Sherrell relies on a four- to 12-week training program, as well as a focus on "great pay, a safe work environment and the opportunity to grow with the company." The closing of the Dominick's banner in the Chicago area in December allowed Fresh Thyme to pick up about 20 seasoned grocery workers for its first store.

Sherrell has a similar philosophy when working with suppliers. "We refer to them as partners, not suppliers. Along with our employees, we take a lot of pride in selecting the right partners," Sherrell says. "We treat them very well, and they treat us very well."

Fresh Thyme was able to draw on existing relationships to stock its new stores. "We did a great job for 10 years at Sunflower creating a lot of great relationships. We look forward to continuing down that path."

Developing the new banner also involved creating a new brand identity, including the Fresh Thyme name and a rustic atmosphere.

"It was really a collaborative effort from the leadership team that kind of started Fresh Thyme two years ago," Sherrell says. Now he has big plans for the chain. "We've got a very, very clear path. We've got a budget for progressive goals," he says. But he knows the challenges of the grocery industry. "The grocery business is one of the toughest markets out there," he says. "Anyone who is selling a gallon of milk is a competitor. Certainly someone selling an organic gallon of milk is a competitor."

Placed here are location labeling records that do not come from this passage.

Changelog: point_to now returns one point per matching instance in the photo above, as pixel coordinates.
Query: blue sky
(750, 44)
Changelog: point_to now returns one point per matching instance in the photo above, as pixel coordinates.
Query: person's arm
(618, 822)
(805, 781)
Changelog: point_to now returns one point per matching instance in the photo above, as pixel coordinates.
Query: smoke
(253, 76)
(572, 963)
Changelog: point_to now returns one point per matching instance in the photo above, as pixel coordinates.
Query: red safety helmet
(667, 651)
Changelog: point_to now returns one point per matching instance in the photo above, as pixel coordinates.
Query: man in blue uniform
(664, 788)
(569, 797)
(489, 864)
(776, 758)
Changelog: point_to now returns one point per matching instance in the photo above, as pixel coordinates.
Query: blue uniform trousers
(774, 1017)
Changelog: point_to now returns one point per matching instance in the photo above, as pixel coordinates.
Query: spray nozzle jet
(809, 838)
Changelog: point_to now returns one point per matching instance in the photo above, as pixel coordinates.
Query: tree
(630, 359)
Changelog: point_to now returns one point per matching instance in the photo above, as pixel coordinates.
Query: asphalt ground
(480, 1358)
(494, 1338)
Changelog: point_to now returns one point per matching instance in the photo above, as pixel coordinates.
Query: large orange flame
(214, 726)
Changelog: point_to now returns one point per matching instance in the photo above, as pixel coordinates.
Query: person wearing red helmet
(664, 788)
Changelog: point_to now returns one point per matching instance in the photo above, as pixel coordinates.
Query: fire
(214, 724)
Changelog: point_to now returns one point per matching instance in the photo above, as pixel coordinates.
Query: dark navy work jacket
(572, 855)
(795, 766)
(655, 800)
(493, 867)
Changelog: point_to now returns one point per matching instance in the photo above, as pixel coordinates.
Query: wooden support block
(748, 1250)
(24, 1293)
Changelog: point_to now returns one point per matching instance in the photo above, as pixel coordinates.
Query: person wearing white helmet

Still, Sherrell is confident he has a winning formula. Sunflower grew from one store to 44 stores and more than 3,000 team members under Sherrell's leadership, and he sees even more opportunity with Fresh Thyme. "We build these stores for much less than a traditional natural or organic store would or even a conventional store would," he says, allowing the company to keep prices lower than conventional supermarkets while being more selective in the items it offers. "It's the model itself. I'd like to believe it's because I'm brilliant."

Ann Meyer, who is CEO of L3C Chicago L3C, a media services company, also has written for Chicago magazine, the Chicago Tribune, Crain's Chicago Business, Internet Retailer and BusinessWeek SmallBiz.